A oferta do Império causou, de fato, comoção nos homens acima de dezoito anos, que, diante de um país que embora vivesse a euforia de prosperidade econômica da segunda metade do século XIX, promovida pela produção cafeeira em alta escala e pela diversificação agrícola verificada no período – como o algodão, o cacau e ainda a borracha – a riqueza produzida pouco mudava a vida dessas pessoas que viram, na Guerra, a grande chance de resolver seus problemas particulares.

Segundo Fragoso (1934, p. 259), durante os anos de conflito o governo imperial enviou ao campo de batalha cerca de 130.000 homens do Exército e 8.800 homens da Marinha, perfazendo um total aproximado de 139.000. Dados constantes de um mapa elaborado por Domingos José Nogueira Jaguaribe, em 1871, quando Ministro da Guerra, no início do conflito, diz que o efetivo era de aproximadamente 17.000 homens. Mas a questão que nos chama atenção está relacionada ao retorno da tropa brasileira do Sul do Brasil, que se deu a partir de 1871, ficando naquela região um efetivo reduzido até o ano de 1876.

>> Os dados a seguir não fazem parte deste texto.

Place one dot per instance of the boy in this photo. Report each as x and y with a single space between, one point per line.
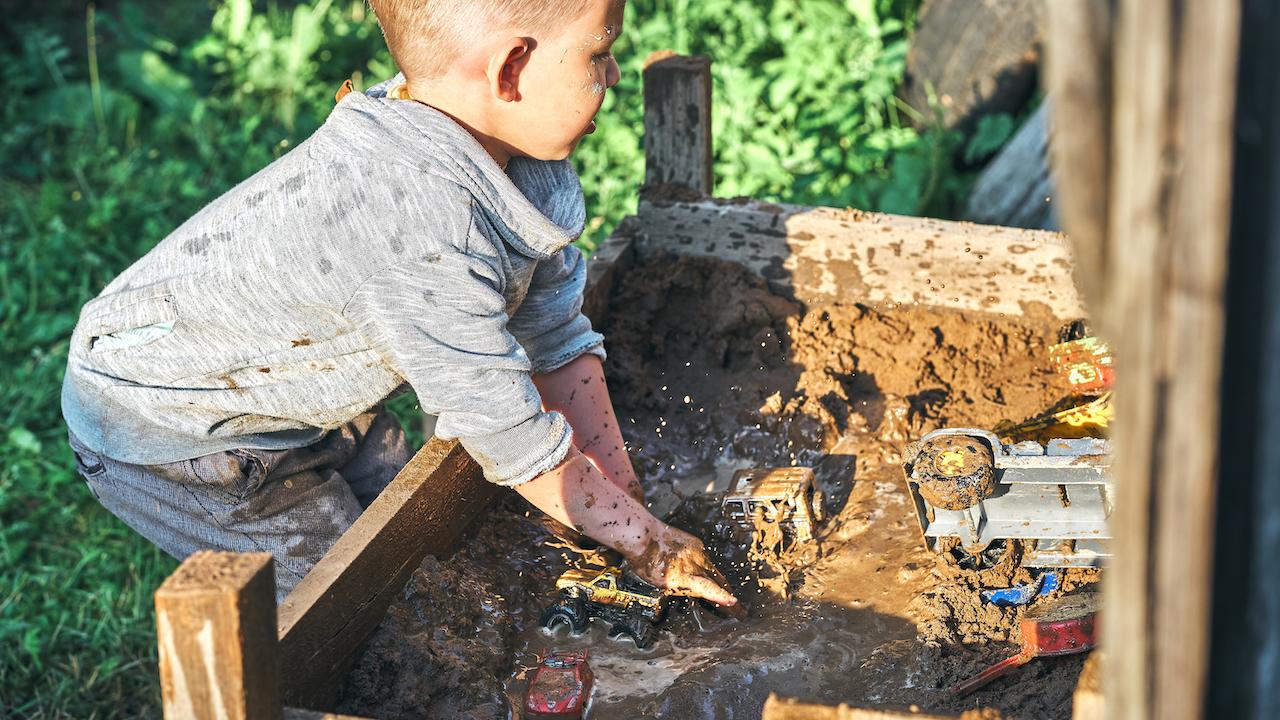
225 390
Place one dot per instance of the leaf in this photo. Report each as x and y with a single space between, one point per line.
991 135
24 441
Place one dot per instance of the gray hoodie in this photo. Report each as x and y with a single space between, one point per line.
387 249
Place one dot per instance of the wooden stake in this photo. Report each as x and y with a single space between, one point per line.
1159 268
330 614
215 620
677 122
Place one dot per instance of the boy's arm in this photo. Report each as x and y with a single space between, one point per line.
577 495
579 391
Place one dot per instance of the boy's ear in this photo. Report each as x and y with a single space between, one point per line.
507 65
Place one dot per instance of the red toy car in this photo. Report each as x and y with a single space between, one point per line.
560 688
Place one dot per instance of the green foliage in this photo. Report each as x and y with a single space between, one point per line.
106 147
991 135
804 108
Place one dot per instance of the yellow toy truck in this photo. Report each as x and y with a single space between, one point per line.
632 606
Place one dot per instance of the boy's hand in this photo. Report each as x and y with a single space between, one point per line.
677 561
579 496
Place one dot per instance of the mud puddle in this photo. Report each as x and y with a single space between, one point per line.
709 373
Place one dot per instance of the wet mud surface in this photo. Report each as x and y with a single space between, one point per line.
711 373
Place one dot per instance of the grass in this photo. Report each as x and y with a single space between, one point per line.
119 126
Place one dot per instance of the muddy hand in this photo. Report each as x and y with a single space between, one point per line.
677 561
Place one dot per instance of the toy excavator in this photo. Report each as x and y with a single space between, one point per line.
1037 492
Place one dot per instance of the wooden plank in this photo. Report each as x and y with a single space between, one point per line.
1244 670
329 615
677 122
1160 269
215 624
790 709
1078 77
819 255
1016 187
974 58
1202 106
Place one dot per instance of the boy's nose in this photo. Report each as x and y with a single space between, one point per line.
612 74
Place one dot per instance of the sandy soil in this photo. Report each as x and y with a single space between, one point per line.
711 373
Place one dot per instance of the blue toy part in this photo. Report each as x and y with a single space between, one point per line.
1022 595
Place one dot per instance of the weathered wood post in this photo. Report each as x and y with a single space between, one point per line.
329 615
1148 205
677 121
215 620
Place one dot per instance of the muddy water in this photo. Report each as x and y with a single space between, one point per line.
709 373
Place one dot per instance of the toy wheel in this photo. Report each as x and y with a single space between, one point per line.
955 472
819 513
638 628
567 611
1074 331
993 564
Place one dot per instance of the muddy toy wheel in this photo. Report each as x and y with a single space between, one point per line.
638 628
567 611
993 564
955 472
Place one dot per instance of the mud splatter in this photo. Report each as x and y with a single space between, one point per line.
865 615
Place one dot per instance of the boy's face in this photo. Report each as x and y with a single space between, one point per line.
562 83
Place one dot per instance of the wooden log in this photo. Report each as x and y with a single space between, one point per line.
790 709
329 615
1244 677
612 258
297 714
215 624
677 122
1088 701
1162 267
1078 76
977 58
1016 188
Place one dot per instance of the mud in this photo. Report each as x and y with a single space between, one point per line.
709 373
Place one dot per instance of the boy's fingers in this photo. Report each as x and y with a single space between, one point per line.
705 588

A relação amistosa que se estabeleceu entre a oficialidade e o Império no início do conflito não se repetiu por ocasião do retorno da tropa. A corte, temendo que a repercussão da vitória viesse a estremecer as bases de seu governo, tratou de amenizar a glória dos militares que se sentiram inicialmente ofendidos pela ingratidão do império. Os velhos e cansados generais não foram recebidos como

esperavam; as promessas feitas aos voluntários não foram plenamente cumpridas pelo Império; o efetivo do Exército foi radicalmente reduzido; o aumento nos soldos há muito desejado foi esquecido.

A postura hostil do império causou profundas mágoas e sentimento de revolta nos militares, que posteriormente transformaram a dura experiência em um discurso ético que passou a compor o repertório ideológico dos militares brasileiros: o de se verem como os únicos que efetivamente davam provas concretas de amor e sacrifício à pátria. Afinal, entendiam eles que haviam se submetido às mais duras situações durante o conflito, superando a falta de preparo tático e material, causados pela própria negligência do governo em não investir, por décadas, em políticas de guerra, sujeitando-os a condições inóspitas durante o combate38.

Assim, com o fim da Guerra do Paraguai, o regresso do Exército marcou o início de uma nova fase das relações entre os militares e o Império. O Exército, apesar dos percalços causados pelo posicionamento do Império, era agora uma força político- militar muito maior do que antes da guerra. A situação cada vez mais distante entre Exército e Império levou os militares à natural adesão, inicialmente à campanha abolicionista e posteriormente ao movimento republicano, sob a forte influência da filosofia positivista.